Prove every Hausdorff topology on a finite set is discret.

[Hodgey8806]

Homework Statement

Prove that every Hausdorff topology on a finite set is discrete.
I'm trying to understand a proof of this, but it's throwing me off--here's why:

Homework Equations

To be Hausdorff means for any two distinct points, there exists disjoint neighborhoods for those points.
Also, any finite subset of a Hausdorff space is closed.

The Attempt at a Solution

Let a set X have n elements (I'll write it more formal later), but I'll denote them a 1,...,i,...,j,...n.
For each singleton element, we can write write it as:
{i} = $\bigcap$(X\{j}) s.t. j≠i.
And the set {i} is open because it's the intersection of open sets (X\{j}).

However, isn't that opposite of Hausdorff because both sets are finite subsets.

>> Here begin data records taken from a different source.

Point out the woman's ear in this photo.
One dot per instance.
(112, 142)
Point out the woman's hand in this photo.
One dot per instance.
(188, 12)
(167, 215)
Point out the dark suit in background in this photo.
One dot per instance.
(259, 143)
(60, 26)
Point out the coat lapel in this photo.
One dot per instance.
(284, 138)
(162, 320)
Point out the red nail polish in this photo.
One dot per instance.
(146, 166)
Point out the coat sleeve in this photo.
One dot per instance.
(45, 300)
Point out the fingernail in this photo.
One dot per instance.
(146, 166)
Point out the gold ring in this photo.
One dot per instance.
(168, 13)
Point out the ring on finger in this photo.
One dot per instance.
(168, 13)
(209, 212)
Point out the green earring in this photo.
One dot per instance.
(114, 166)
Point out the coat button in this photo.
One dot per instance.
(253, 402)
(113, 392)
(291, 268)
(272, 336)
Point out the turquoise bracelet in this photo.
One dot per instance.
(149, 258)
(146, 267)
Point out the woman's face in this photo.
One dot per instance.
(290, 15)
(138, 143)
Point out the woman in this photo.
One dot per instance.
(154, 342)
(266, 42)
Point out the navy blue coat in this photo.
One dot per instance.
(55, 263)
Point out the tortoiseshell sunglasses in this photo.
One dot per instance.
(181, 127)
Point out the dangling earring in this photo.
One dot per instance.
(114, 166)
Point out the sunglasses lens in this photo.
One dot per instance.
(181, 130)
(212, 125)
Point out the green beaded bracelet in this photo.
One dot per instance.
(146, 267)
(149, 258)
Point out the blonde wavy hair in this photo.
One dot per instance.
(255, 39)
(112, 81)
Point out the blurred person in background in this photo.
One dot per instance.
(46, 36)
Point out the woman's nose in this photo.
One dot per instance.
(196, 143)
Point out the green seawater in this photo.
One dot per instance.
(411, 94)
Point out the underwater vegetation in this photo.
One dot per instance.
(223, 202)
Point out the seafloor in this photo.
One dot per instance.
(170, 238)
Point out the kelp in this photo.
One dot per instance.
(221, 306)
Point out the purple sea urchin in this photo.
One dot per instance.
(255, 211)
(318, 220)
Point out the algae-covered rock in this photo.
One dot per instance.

Thank you in advance for your help.

 

[Dick]

{i} is closed, since it's a finite subset of a Hausdorff space. Now you've proved {i} is also open. So it's clopen. Doesn't that make it a discrete space?

 

[Hodgey8806]

Ah ok!

My book mentions that every subset of a discrete space is closed, but it doesn't explictly say that it is open when we first discussed them. It mentioned the topology is that every set is open...so I suppose it's implied.

Thank you!

 

[Dick]

Ah ok!

My book mentions that every subset of a discrete space is closed, but it doesn't explictly say that it is open when we first discussed them. It mentioned the topology is that every set is open...so I suppose it's implied.

Thank you!

Right. If every set S is closed then its complement is also closed. So S is also open.